Skip to content

v1.3.2

Choose a tag to compare

@github-actions github-actions released this 24 May 08:20
· 45 commits to main since this release

Changelog

All notable changes to this project are documented here. Format loosely
follows Keep a Changelog, versioning is
SemVer.

[1.3.2] — 2026-05-24

Performance

The hot algorithm functions (motion.makeMotionMap2{Min,Max},
output.{copyCPNField, deinterlace, simpleBlur, deintOneField}) now
take their plane-view arguments as *const plane.PlaneView instead of
by value. Each PlaneView is 48 bytes; the 24fps path threads several
through several calls per output frame, so the reduction in stack
copies shows up clearly:

Pipeline 1.3.1 1.3.2 Δ
fps=24 (default) 2395 fps 2701 fps +12.8%
fps=24 + blend 2391 fps 2699 fps +12.9%
fps=24 ref=ALL 2490 fps 2795 fps +12.3%
fps=30 diMode=1 716 fps 715 fps
fps=30 diMode=2 3409 fps 3447 fps +1.1%

(720x480 NTSC, 10 000 measured frames per run × 3 runs, taskset -c 1,
ReleaseFast.) The 30fps modes don't move because they do one
makeOutput per output frame; the 24fps path runs getFrameSub
per output frame in the decimation block, which is where the saved
copies add up.

Internal restructuring (no behaviour change)

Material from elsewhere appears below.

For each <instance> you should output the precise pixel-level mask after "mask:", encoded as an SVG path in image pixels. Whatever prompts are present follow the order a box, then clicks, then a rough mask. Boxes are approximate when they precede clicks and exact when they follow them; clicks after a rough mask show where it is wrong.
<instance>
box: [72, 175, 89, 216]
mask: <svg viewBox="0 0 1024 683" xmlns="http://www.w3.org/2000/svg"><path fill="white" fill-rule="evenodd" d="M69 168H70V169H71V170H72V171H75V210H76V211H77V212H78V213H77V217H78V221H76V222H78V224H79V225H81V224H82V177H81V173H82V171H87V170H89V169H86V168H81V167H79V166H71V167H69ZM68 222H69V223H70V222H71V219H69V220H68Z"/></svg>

  • Bindings: dropped the hand-rolled @cImport layer in src/c.zig
    and the three vendored VS4 headers in favour of the upstream
    vapoursynth-zig
    package. Filter + plugin entry now use ZAPI / ZMap helpers with
    type-safe enums and typed prop setters (setFieldBased,
    setCombed, setDuration*). Net diff ~−1450 lines.
  • PlaneView / PlaneViewMut introduced in plane.zig — one
    canonical 6-field struct replaces the 18–28 separate
    [*]const u8 + usize parameters the algorithm functions used to
    take.
  • scalar.zig module for tiny u8-math helpers (absDiff,
    pavgb, subSat) that were previously redefined per-file (6
    inline copies across 5 files). Vector versions stay in simd.zig.
  • Deinterlace dedupe: extracted
    output.deinterlacePixelScalar — one canonical inline kernel for
    the per-pixel scoring + pick + motion-override that was previously
    written twice in output.deinterlace (~75 lines inside the SIMD
    body's chroma loop + ~109 lines in the scalar tail).
  • Audit cleanup: dead fields (CFrameInfo.{out, matchAcc},
    CallState.{realFrame, iUsePrev, iUseNext}) removed; redundant
    per-frame @memset calls in CallState.resetForFrame dropped
    (consumers either fully overwrite or pair partial writes with
    matching partial reads); 12 var ... = undefined plane-row locals
    in simpleBlur paths became const expressions.
  • Centralised constants: MAX_WIDTH (3 copies) and
    CHROMA_LANES (2 copies) consolidated into plane.zig.

Known issue (carried forward, not new)

The SIMD body of output.deinterlace (diMode=1) uses pavgb (rounded
average) for the motion-override luma override, while the scalar tail
and the Avisynth C upstream both use truncated (t+b)>>1. At pixels
where the motion-override fires and (pT[x]+pB[x]) is odd, our SIMD
path differs by ±1 from the scalar path. The vapoursynth-cpp-api4
reference plugin hardcodes one_field (no diMode parameter), so
this can't yet be validated against ground truth — a TODO marker in
the source records the one-liner fix for whoever builds the Avisynth
oracle (or hand-computes reference fixtures).